Yes, sorry. I meant to write: "With interviews, you're also able to seem zoom in on the patients that did have anxiety or depression."

I think that doing interviews is an improvement compared to questionnaires because the patient has more chance to explain what he/she means.

So I think it is interesting that this study, which used interviews, found lower prevalence rates of depression and anxiety than what has been reported previously, with questionnaires. In the past ME/CFS patients have repeatedly made the criticism that those questionnaires (such as HADS) overdiagnose mental disorders in ME/CFS because of overlap between symptoms or simply because symptom labels are being interpreted wrongly.

It would be interesting to have more data on the HADS compared to the interview: did the HADS over- or underdiagnose patients with depression or is it simply that it diagnoses a similar rate but in different people?
 
The interviews were done by psychology students with a couple of days training. I wonder how much depth of answers can be elicited from sick teens with ME talking on the phone to a student they have probably never met and asking them difficult to think about on the spot questions.
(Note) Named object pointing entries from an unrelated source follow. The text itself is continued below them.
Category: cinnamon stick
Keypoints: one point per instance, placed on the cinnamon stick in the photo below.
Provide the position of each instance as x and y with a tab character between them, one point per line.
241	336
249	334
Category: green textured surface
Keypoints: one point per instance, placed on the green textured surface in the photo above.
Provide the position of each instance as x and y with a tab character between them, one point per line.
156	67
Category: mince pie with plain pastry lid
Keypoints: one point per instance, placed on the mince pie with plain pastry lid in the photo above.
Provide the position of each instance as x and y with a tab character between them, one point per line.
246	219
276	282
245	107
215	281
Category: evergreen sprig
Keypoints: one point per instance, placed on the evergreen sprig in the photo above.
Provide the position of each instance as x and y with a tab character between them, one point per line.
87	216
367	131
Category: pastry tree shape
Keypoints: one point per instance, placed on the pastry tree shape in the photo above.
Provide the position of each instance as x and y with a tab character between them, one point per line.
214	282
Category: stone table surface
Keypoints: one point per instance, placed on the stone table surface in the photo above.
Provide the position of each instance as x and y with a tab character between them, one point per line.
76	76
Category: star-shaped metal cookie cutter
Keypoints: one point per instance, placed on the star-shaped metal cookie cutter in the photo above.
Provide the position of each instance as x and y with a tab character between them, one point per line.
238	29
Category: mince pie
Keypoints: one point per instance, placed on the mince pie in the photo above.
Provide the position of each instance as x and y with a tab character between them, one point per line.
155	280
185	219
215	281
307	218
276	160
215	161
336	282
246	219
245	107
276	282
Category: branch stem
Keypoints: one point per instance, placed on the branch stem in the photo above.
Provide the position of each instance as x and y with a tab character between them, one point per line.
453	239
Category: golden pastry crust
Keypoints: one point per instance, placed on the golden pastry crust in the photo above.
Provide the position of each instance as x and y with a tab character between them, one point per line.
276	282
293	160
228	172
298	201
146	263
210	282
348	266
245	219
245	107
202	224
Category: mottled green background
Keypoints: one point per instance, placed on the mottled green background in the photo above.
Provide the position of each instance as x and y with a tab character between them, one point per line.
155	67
I don't think I'd do too well talking about my psychological state in such circumstances. And as a young person talking to a stranger, there's the pressure to get the 'right' answer, and to get the whole thing over as quickly as possible.
 
Our findings suggest that depression in adolescents CFS/ ME may be characterised less by negative self-perceptions and self-injurious behaviours and more by anhedonia and somatic symptoms.
Isn't this just saying that people with CFS/ME (sic) have CFS/ME - which means they have symptoms that are common in CFS and can't enjoy their usual activities because of CFS/ME?

Isn't this just saying that people with CFS/ME don't have full depression, just some symptoms that overlap somewhat with those seen in depression?

Why doesn't anyone in this field actually use their brain?
 
Isn't this just saying that people with CFS/ME (sic) have CFS/ME - which means they have symptoms that are common in CFS and can't enjoy their usual activities because of CFS/ME?

Isn't this just saying that people with CFS/ME don't have full depression, just some symptoms that overlap somewhat with those seen in depression?

Why doesn't anyone in this field actually use their brain?

Sadly, they have boxed themselves in so much with their own constructs that brains only operate in narrowly defined ways. A study in itself.